EDIT: I just ran a 1/4"-only job, and even with 2 finish passes, a repeat pass, and a finish stepdown the face finish was still a little too rough for my project. It would work if I hand-sanded it, but… ugh.

For what it’s worth, I ran a job with an intentional work origin offset (between tool changes) of 1mm in the Y direction and 0.1mm in the X direction and I am able to reliably compensate for the issue that way. Worst case scenario, that’s a solution even if it’s a kludge…
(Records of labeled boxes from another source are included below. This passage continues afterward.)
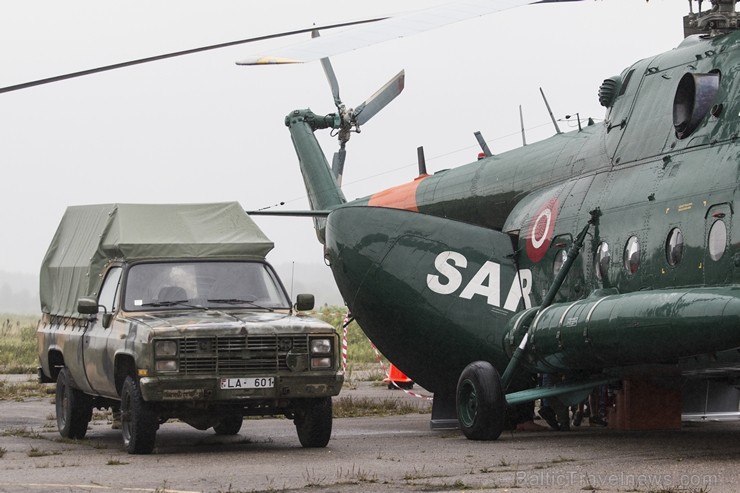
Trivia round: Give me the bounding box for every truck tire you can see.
[213,414,244,435]
[456,361,506,440]
[293,397,332,448]
[55,367,92,439]
[121,377,159,454]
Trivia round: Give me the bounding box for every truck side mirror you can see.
[77,298,113,329]
[77,298,98,315]
[295,293,316,312]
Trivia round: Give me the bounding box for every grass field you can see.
[0,313,40,373]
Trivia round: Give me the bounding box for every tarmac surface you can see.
[0,376,740,493]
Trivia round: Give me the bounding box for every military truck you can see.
[37,202,344,454]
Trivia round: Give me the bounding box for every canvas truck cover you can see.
[39,202,274,316]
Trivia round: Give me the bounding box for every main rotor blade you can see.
[236,0,582,65]
[0,17,386,93]
[354,70,406,125]
[311,29,342,109]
You can play with the overlap of the different passes to improve the surface finish. Or is that what you meant with the finishing pass? You can do that one with a small overlap so you get a flatter surface finish. I assume you’re using a flat-end mill?

Sounds good to me like that.

It’s an option to compensate for the inaccuracies of the lead screw. If you move 10mm in a direction, and then 0.01mm in the opposite direction, there is a good chance nothing moves due to play in the lead screw. Using backlash compensation you can correct that in software.

But I don’t think that is the issue here. However, if you set this value too high, you sometimes do get weird behavior, but other people are more knowledgeable about that topic than I am. If you had played with the default values, it could have been an explanation, but probably completely unrelated in this case.

However, if you have a good flat-end bit, you should be able to get a good surface finish. But do the finishing pass with a small step-over. (I think the default is 1/2 of bit diameter) set this to 1/3 or something like that, and this pass can go rather quickly in my experience. As you’re not cutting away anything significant anymore.

But I must say I have very little experience with acrylic, mostly wood so far. And acrylic does have a tendency to melt if you go too slow.